The establishment also had a training center
for ophthalmic surgeons and nurses from West
Africa and other parts of the continent.
However,
the Baptist Eye Hospital suffered severe destruction
during the civil war like many other social
infrastructures across the nation. It was vandalized
and looted, while equipment, which could not
be carried away, were willfully damaged beyond
repairs.

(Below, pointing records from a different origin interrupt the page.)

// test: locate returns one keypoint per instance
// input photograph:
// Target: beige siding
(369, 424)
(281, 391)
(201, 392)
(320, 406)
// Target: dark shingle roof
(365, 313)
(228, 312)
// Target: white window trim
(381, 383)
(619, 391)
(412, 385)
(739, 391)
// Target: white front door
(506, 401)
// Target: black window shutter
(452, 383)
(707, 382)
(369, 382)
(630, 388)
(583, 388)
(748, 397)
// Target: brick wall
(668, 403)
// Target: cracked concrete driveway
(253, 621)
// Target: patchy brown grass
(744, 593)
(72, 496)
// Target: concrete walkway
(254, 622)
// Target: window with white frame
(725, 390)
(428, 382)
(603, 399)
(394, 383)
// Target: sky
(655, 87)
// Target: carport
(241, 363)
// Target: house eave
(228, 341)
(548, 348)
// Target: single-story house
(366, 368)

The entire hospital staff was displaced
and a skeletal and temporary eye hospital was
re-located to Lungi for three years.
Before
re-launching the hospital, President Kabbah
assured the large crowd of people assembled
both in and outside the hospital that "by
the grace of God, we shall resolve all our war-related
problems in Sierra Leone". He said it was
natural for the human eyes to start to deteriorate
after a forty year period, noting that it was
thus a very good thing to have an institution
like the Baptist Eye Hospital and their sponsors
providing relevant clinical services to all
and sundry.
He
said the best way Sierra Leoneans could thank
the service providers was to preserve and maintain
the structure at all times, while calling on
both the Ministry of Health and the National
Commission for Social Action (NaCSA) to step
in and assist the newly-rehabilitated hospital
with their modest requests for a vehicle and
other professional staff.
The
President, who also disclosed that the European
Union would soon rehabilitate the Mabesseneh
Hospital and other facilities, said government
and its development partners were ready to make
life more comfortable for all "so as to
allow us concentrate on other things like growing
enough food and building substantial wealth
for the country.
Continuing,
President Kabbah paid tributes to Rev. Dr. Joseph
Mans, an individual he referred to as one of
the rare breed of Sierra Leonean role models
the young generation must try to emulate. He
also described Reverend Mans as a visionary
who had lived a good life, noting that he possessed
all the good qualities that make Sierra Leoneans
proud.
The
President went on to commend the exemplary demonstration
of religious tolerance seen during the re-launching
ceremony, as both Muslims and Christians shared
prayers together as one loving family.
Other
speakers at the event included the newly accredited
British High Commissioner to Freetown, Dr. John
Mitchener, the DFID Programme Manager and the
Paramount Chief of Marampa Masimera Chiefdom,
Bai Koblo Queen, who gave the vote of thanks.